Enzo sostenía el celular, percibiendo ese silencio inusual al otro lado de la línea. El señor Gaspar, siempre tan decidido y directo, en ese instante no daba ni una sola instrucción. ¿En serio?
—Señor Gaspar, ¿necesita que yo... —Enzo tanteó el terreno, dudando.
—No es necesario —contestó Gaspar, con la calma de siempre—. Deja que Lionel la acompañe, tú regresa.
En cuanto colgó, Enzo se quedó mirando el teléfono unos segundos, desconcertado. Siempre que la señorita Samanta tenía algún malestar, el propio señor Gaspar se encargaba de todo sin demora.
Pero bueno, Lionel y Samanta eran amigos desde hace tiempo, eso el jefe lo sabía de sobra.
...
Dentro del cuarto del hospital, Lionel observaba a Samanta comer con desgano, como si nada le supiera bien.
—¿Te cae mal la comida? Si quieres, pido que traigan otra cosa —le ofreció Lionel, atento.
—No hace falta, no es por la comida. Simplemente no tengo ganas de comer —respondió Samanta, dejando el tenedor y rindiéndose.
—Ahora más que nunca necesitas alimentarte bien, Samanta. Come un poco más —insistió Lionel, arrugando la frente, preocupado.
Samanta le regaló una sonrisa suave.
—Gracias, Lionel. Con tu atención ya me siento mucho mejor.
Lionel notó la charola de frutas al lado y se levantó.
—Déjame traerte unas frutas, seguro eso sí se te antoja.
—Lionel, no te molestes —Samanta lo detuvo, sujetando su camisa con delicadeza.
El corazón de Lionel se agitó. Samanta, sin maquillaje, parecía una flor blanca recién abierta, tan delicada que le era imposible negarle cualquier cosa.
—Está bien. Si te da hambre, sólo dime —accedió Lionel, sin insistir más.
Samanta volvió a recostarse, ya se le notaba el sueño encima. Lionel ordenó un poco la habitación y se quedó a cuidarla. Cuando llegó la representante, Noelia, Lionel pidió que los dejaran solos.
Esa noche, él se encargaría de Samanta.
...
Tres días después, al amanecer, Micaela acababa de dejar a su hija en la escuela cuando sonó su celular. Gaspar la contactaba.

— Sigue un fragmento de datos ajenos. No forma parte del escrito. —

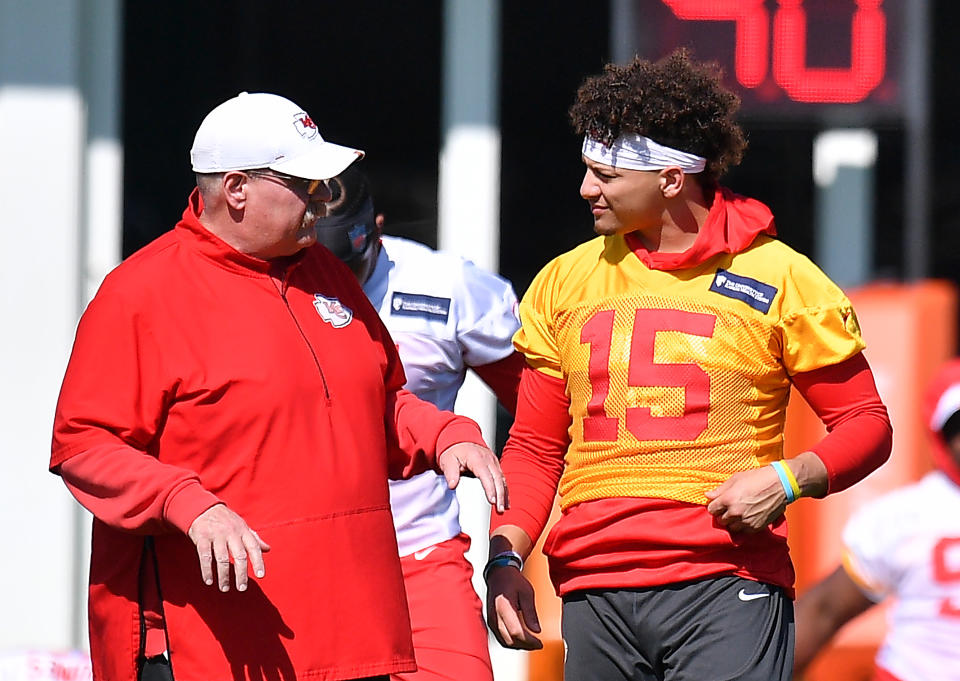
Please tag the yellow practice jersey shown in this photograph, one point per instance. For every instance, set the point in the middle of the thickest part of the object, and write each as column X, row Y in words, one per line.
column 678, row 379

—Tenía muchas ganas de conocerla, doctora Micaela. Sus investigaciones sobre la leucemia me han inspirado bastante. He leído todos sus artículos.
Micaela se sorprendió; no esperaba que una eminencia mundial hubiese leído su trabajo. Aun así, correspondió el saludo con cortesía.
—Profesor, gracias por sus palabras. Para nosotros es un honor contar con su experiencia en esta consulta.
En ese momento, el director del hospital apareció acompañado de varios colaboradores. Tanto Micaela como Emilio se convirtieron en el centro de todas las atenciones, y hasta Gaspar se quedó en segundo plano, sin molestia alguna. Más bien, se quedó mirando la espalda de Micaela mientras ella caminaba junto a Emilio, conversando fluidamente en inglés. Sin darse cuenta, Gaspar dejó escapar una sonrisa.
Micaela aprovechó para explicar la situación de Zaira y presentarla oficialmente. El profesor Emilio prestó mucha atención. Cuando todos llegaron a la sala de reuniones, Zaira se adelantó para saludarlos.
—Doctora Zaira, la veo muy bien —le comentó Emilio con calidez.
Tras las presentaciones, todos tomaron asiento. Micaela se concentró en los detalles del caso de Zaira, aunque notó que Gaspar se había sentado justo a su lado. La sala no era muy grande, así que las sillas quedaban bastante juntas.
Micaela respiró hondo para tranquilizarse y se enfocó en la exposición del profesor Emilio, quien señalaba con un puntero láser las imágenes de la tomografía proyectadas en la pantalla, explicando sus observaciones.
Cuando el especialista mencionó que las probabilidades de éxito superaban el ochenta y cinco por ciento, Micaela sintió cómo se le deshacía un gran peso en el pecho. Se irguió, estirando un poco las piernas, y de pronto, su pantorrilla rozó la pierna del hombre sentado a su lado.
De inmediato, retiró las piernas. De reojo, notó que Gaspar la estaba mirando.